Surrounded by estheticians, makeup artists and designers, the two women—whose last names are behind withheld upon request due to the sensitive nature of their situations—underwent a makeover last Saturday at a CityTeam pop-up closet event in Milpitas.
“I felt very pampered,” Adi said in an interview with San Jose Inside.
Adi and Julia are part of CityTeam’s House of Grace, a residential program for women to help restore their lives from the grips of addiction and homelessness. A faith-based nonprofit with locations throughout the Bay Area, CityTeam received a generous support from Walmart and other donors to help stock its pop-up closet event.
In a church parking lot with Covid safety measures in place, Adi and Julia received makeovers from beauty professionals—which could very well be a metaphor for the transformation each is undergoing in their lives.
Adi is in her second stint going through the House of Grace program, having relapsed on alcohol a couple of months into the pandemic.
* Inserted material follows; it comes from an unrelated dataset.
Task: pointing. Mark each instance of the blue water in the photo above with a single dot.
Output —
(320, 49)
Adi, 29, had previously graduated from the yearlong House of Grace program in September 2019. She counts herself fortunate to have CityTeam provide her with the resources necessary to keep her sober going forward. Being able to keep a new set of clothes has given Adi a renewed sense of purpose and outlook.
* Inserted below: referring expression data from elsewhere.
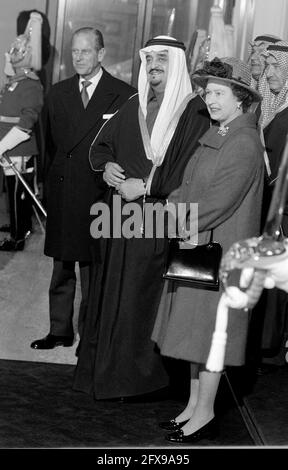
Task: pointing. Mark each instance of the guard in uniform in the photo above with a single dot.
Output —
(21, 101)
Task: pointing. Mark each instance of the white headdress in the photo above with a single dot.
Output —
(178, 92)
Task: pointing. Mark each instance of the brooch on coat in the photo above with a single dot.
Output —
(12, 86)
(223, 130)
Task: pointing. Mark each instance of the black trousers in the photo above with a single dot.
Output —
(62, 294)
(20, 205)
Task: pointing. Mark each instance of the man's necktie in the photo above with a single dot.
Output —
(84, 93)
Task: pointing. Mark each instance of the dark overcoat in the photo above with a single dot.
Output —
(71, 187)
(225, 177)
(117, 357)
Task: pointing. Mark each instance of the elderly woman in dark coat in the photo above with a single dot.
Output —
(225, 178)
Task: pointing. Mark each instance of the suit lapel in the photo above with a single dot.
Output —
(73, 104)
(92, 116)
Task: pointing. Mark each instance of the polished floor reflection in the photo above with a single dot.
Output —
(39, 409)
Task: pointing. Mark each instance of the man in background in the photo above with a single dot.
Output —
(77, 108)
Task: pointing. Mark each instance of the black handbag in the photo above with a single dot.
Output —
(197, 265)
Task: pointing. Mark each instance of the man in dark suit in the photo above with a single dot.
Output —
(77, 108)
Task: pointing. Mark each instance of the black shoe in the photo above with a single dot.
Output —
(172, 425)
(51, 341)
(8, 244)
(208, 431)
(5, 228)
“It totally boosted my confidence,” she said, “because at this stage of my program, I’m doing job interview preparations. Once I start interviewing for jobs, having clothes that make you look like a professional makes a huge difference.”
Julia, 30, described herself as a “former 17-year drug addict who is now 13 months sober.” She has been in the House of Grace program for six months, following a stint in county jail that started shortly after her arrest on May 30, 2019. It was at that point in which Julia started to turn her life around.
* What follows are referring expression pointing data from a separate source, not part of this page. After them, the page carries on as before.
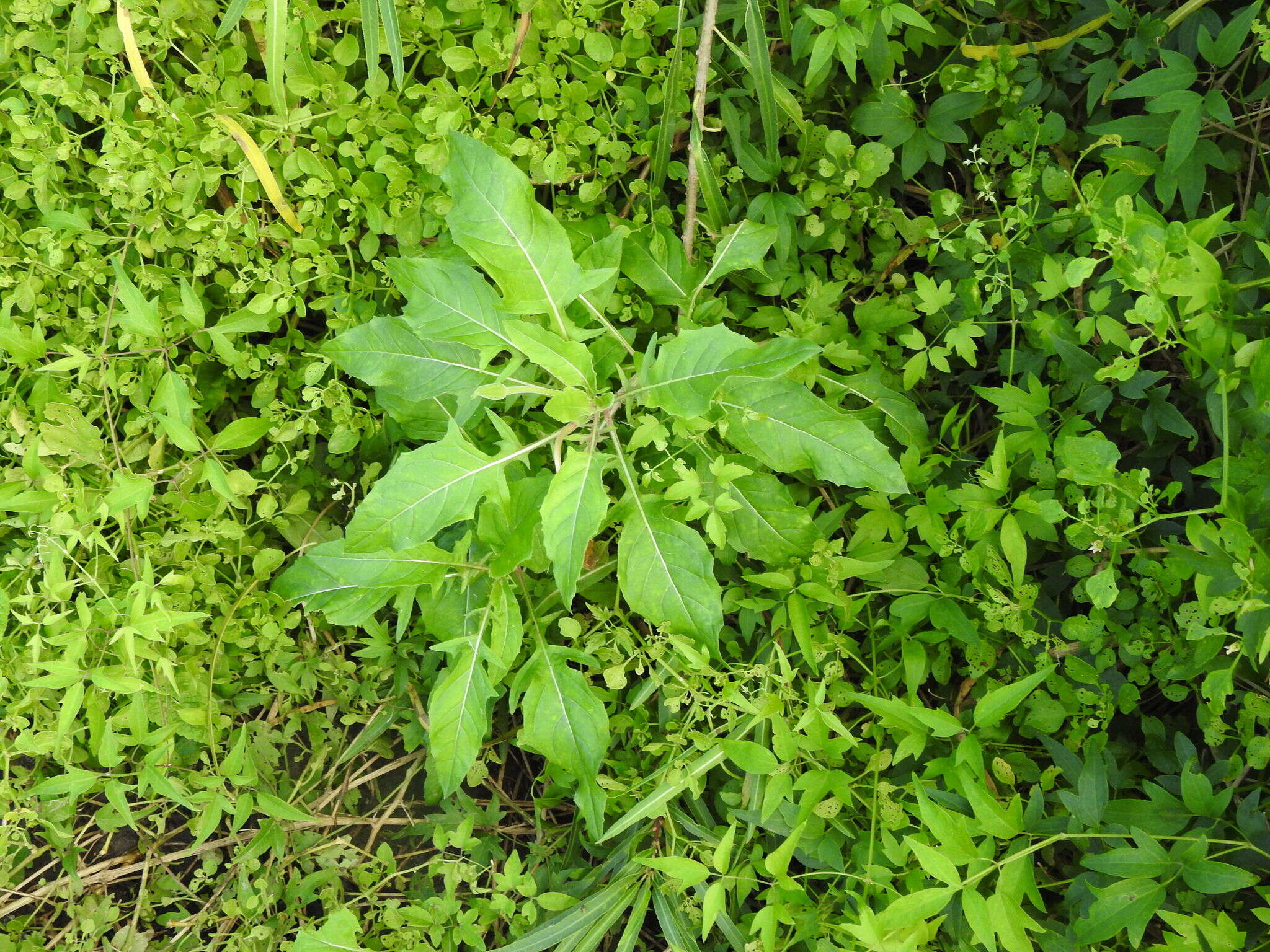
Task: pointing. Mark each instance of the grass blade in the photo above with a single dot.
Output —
(233, 14)
(371, 35)
(761, 73)
(276, 52)
(262, 170)
(653, 803)
(393, 33)
(574, 922)
(667, 127)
“I decided it was time for a change,” she said. “When I got arrested, I was so grateful to go to jail because I had just had a relapse. And it was then I made a conscious decision to give my life to God and to stop letting myself down and my family down.”
CityTeam’s impact on Julia has been nothing short of monumental. Through a step-by-step process featuring a variety of classes, meetings and other activities, Julia’s mind has been renewed. “CityTeam has literally changed my life,” she said.
CityTeam’s pop-up closet events occur one to two times a month, depending on the need of a particular area. Individuals and families receive advance notice to come to the pop-up closet events and pick out a new outfit which has been supplied from generous donors. CityTeam’s food pantry and mobile food program serves 1,400 households every month, and the popup closet program has been every bit as impactful.
“The feedback we’re getting is phenomenal,” Hermie Smit, one of CityTeam’s neighborhood leaders, told San Jose Inside. “We’ve identified clothing as consistently one of the top five needs for a household.”
Smit has been with CityTeam since 2001, and has seen firsthand the detrimental effects of the dot-com bust in the early 2000s and the recession in 2008. However, Covid-19 has done immeasurable damage, both physically and mentally.
“I’ve never seen desperation like what we’ve seen for the past eight months in our neighborhoods,” Smit said. “In all of these crises, the low-income communities are affected the most. Being able to make a difference in the midst of such tough times has been incredibly rewarding.”